Some buyers are even cancelling orders and deferring payment against goods despatched. They are also not lifting goods sent, TEA president Raja M Shanmugham wrote in a letter to the minister.
As production has been continuing to fulfill commitments, disruption at this juncture is causing a huge impact on the financial part of the units, he wrote.

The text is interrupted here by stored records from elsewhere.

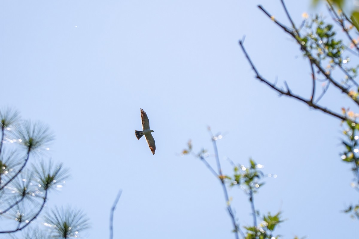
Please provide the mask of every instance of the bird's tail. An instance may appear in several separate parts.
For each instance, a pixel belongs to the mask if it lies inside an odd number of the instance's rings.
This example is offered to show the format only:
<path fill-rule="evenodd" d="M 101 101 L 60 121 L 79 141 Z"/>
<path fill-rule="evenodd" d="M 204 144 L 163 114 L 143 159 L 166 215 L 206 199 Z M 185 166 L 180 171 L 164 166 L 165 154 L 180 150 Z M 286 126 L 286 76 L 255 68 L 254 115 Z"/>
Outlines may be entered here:
<path fill-rule="evenodd" d="M 139 139 L 141 137 L 143 136 L 143 131 L 135 130 L 135 133 L 136 134 L 136 137 L 137 139 Z"/>

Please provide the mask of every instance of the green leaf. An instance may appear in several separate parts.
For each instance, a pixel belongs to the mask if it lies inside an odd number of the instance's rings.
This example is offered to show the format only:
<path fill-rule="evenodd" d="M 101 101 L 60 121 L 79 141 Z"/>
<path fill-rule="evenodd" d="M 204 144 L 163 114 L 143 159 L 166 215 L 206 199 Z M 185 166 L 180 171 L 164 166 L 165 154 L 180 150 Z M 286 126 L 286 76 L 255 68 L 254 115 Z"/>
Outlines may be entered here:
<path fill-rule="evenodd" d="M 350 20 L 353 23 L 354 26 L 356 28 L 356 30 L 359 32 L 359 11 L 354 11 L 351 13 L 350 16 Z"/>

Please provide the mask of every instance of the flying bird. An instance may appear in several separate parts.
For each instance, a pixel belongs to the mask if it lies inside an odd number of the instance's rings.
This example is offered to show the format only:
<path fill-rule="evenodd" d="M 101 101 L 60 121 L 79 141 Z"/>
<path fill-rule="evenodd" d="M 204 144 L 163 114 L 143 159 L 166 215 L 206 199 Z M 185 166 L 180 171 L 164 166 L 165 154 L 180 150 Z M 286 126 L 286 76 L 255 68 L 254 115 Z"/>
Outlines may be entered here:
<path fill-rule="evenodd" d="M 143 131 L 135 130 L 136 137 L 137 139 L 139 140 L 141 137 L 144 135 L 150 149 L 152 151 L 152 153 L 154 154 L 155 150 L 156 150 L 156 145 L 155 144 L 155 140 L 151 134 L 151 133 L 154 131 L 150 129 L 150 121 L 148 120 L 148 117 L 147 117 L 146 112 L 142 109 L 141 109 L 141 118 L 142 120 L 142 129 Z"/>

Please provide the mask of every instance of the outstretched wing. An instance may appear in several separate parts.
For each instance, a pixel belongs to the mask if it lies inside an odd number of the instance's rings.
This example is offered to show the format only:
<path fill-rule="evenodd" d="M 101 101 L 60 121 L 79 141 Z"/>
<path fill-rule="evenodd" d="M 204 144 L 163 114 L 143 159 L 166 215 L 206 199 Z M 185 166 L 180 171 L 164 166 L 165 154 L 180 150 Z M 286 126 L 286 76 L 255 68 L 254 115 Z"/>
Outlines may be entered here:
<path fill-rule="evenodd" d="M 150 129 L 150 121 L 148 120 L 148 117 L 146 114 L 145 111 L 141 109 L 141 118 L 142 120 L 142 128 L 144 131 L 146 129 Z M 152 138 L 152 139 L 153 138 Z M 153 144 L 154 144 L 154 141 L 153 141 Z"/>
<path fill-rule="evenodd" d="M 152 151 L 152 153 L 155 154 L 155 150 L 156 150 L 156 145 L 155 144 L 155 140 L 150 133 L 145 135 L 146 140 L 147 140 L 147 143 L 150 147 L 150 149 Z"/>

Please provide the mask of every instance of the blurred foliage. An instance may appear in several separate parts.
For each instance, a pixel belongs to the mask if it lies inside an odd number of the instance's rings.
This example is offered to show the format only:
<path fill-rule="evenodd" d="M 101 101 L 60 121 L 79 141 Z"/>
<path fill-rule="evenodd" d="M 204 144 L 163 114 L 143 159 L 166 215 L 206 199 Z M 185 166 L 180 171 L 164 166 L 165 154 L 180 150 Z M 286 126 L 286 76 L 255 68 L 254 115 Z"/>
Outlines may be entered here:
<path fill-rule="evenodd" d="M 345 8 L 346 4 L 353 3 L 353 0 L 312 0 L 313 5 L 316 6 L 320 1 L 325 2 L 327 4 L 335 6 L 339 9 L 342 9 Z M 359 31 L 359 8 L 354 7 L 349 10 L 350 18 L 351 20 L 353 25 Z"/>
<path fill-rule="evenodd" d="M 53 210 L 39 218 L 48 193 L 61 188 L 69 176 L 62 164 L 37 160 L 53 140 L 50 128 L 20 120 L 18 112 L 9 108 L 0 109 L 0 234 L 13 239 L 78 237 L 88 227 L 81 211 Z M 42 227 L 38 227 L 38 223 Z M 64 233 L 54 233 L 64 227 Z"/>
<path fill-rule="evenodd" d="M 312 108 L 341 120 L 344 128 L 344 139 L 341 142 L 344 150 L 340 154 L 341 159 L 351 166 L 354 175 L 351 185 L 359 192 L 359 83 L 356 80 L 359 69 L 359 12 L 358 9 L 354 9 L 349 15 L 346 13 L 344 9 L 348 8 L 348 3 L 344 0 L 325 1 L 328 11 L 327 15 L 316 14 L 310 16 L 304 13 L 302 15 L 303 20 L 298 24 L 293 21 L 284 1 L 281 0 L 283 10 L 290 23 L 289 26 L 281 23 L 263 7 L 258 6 L 277 27 L 295 40 L 304 58 L 309 63 L 311 89 L 309 99 L 293 93 L 286 82 L 284 82 L 285 88 L 283 89 L 277 86 L 276 82 L 272 83 L 267 80 L 259 73 L 251 60 L 243 41 L 240 41 L 239 44 L 256 78 L 281 95 L 299 100 Z M 319 2 L 319 0 L 313 1 L 314 5 Z M 348 105 L 354 109 L 343 107 L 341 112 L 339 113 L 337 109 L 331 109 L 330 106 L 320 105 L 319 101 L 326 95 L 330 85 L 332 86 L 339 94 L 345 94 L 349 100 Z M 320 86 L 321 89 L 318 87 Z M 340 94 L 338 95 L 338 99 L 341 97 Z M 332 95 L 331 96 L 333 97 Z M 235 173 L 234 183 L 239 183 L 243 177 L 241 174 Z M 248 188 L 250 192 L 255 189 Z M 359 219 L 359 204 L 351 205 L 344 211 L 350 213 L 352 217 Z"/>
<path fill-rule="evenodd" d="M 220 163 L 219 162 L 219 158 L 217 150 L 216 141 L 222 139 L 222 137 L 220 135 L 216 136 L 212 136 L 212 142 L 213 142 L 214 149 L 217 153 L 215 154 L 215 158 L 217 161 L 217 165 L 219 168 L 218 172 L 222 173 L 222 169 L 220 167 Z M 281 219 L 280 212 L 272 215 L 270 212 L 266 214 L 260 216 L 261 212 L 259 210 L 255 209 L 254 203 L 254 195 L 258 192 L 260 188 L 264 185 L 262 181 L 265 177 L 265 175 L 260 170 L 264 166 L 260 164 L 256 163 L 255 162 L 250 159 L 249 166 L 246 167 L 243 164 L 236 165 L 232 161 L 230 161 L 233 166 L 233 175 L 225 175 L 223 173 L 218 173 L 212 166 L 207 161 L 206 159 L 210 156 L 208 150 L 204 149 L 200 150 L 199 153 L 196 153 L 193 152 L 193 145 L 191 140 L 189 140 L 187 143 L 187 147 L 183 149 L 181 153 L 182 156 L 191 154 L 195 157 L 200 159 L 205 164 L 210 171 L 218 178 L 221 183 L 225 187 L 236 187 L 242 190 L 245 192 L 248 197 L 250 207 L 252 211 L 252 216 L 253 224 L 250 226 L 243 226 L 243 229 L 239 227 L 237 222 L 233 211 L 235 211 L 231 207 L 232 199 L 228 200 L 229 197 L 227 191 L 224 190 L 225 198 L 226 199 L 227 209 L 229 215 L 232 220 L 235 221 L 235 229 L 233 232 L 235 233 L 236 238 L 238 238 L 237 233 L 239 233 L 242 238 L 245 239 L 277 239 L 280 238 L 279 235 L 275 236 L 273 235 L 274 231 L 277 226 L 283 222 Z M 258 219 L 261 221 L 259 225 L 257 225 Z M 296 239 L 298 238 L 296 237 Z"/>

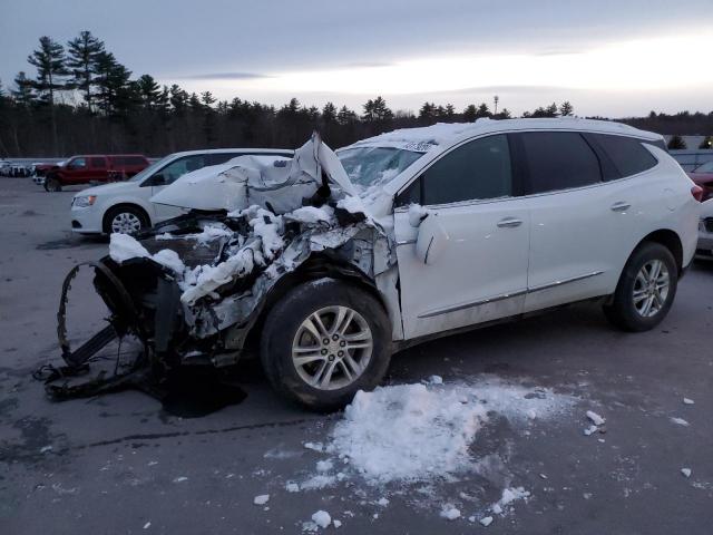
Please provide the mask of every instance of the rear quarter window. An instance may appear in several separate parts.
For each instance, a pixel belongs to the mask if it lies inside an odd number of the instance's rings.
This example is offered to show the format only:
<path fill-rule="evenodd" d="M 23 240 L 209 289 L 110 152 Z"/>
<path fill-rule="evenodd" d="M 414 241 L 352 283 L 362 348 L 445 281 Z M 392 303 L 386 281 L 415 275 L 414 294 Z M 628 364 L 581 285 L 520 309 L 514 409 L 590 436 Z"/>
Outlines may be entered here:
<path fill-rule="evenodd" d="M 636 175 L 656 166 L 658 160 L 643 145 L 645 142 L 633 137 L 593 134 L 622 177 Z"/>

The units are not in a position to repay bank loans.
TEA apprehends that due to non-clearance of dues, banks may classify the units as NPAs as per BASEL norms.
In addition to this, prices of dyes and chemicals have gone up by about 30 per cent, Shanmugham wrote.
The letter cited examples of developed countries like the United States, Germany, Italy, France, the United Kingdom and Japan, which have taken a slew of financial measures like reduction of bank interest rates and cash reserve, debt moratorium for MSMEs, deferment of loan and tax payment without interest, announcement of new bridge loans and credit guarantees to overcome the disruption in the economic activity caused by the coronavirus outbreak.
A financial stimulus package is also required to reenergize the economy, the letter added.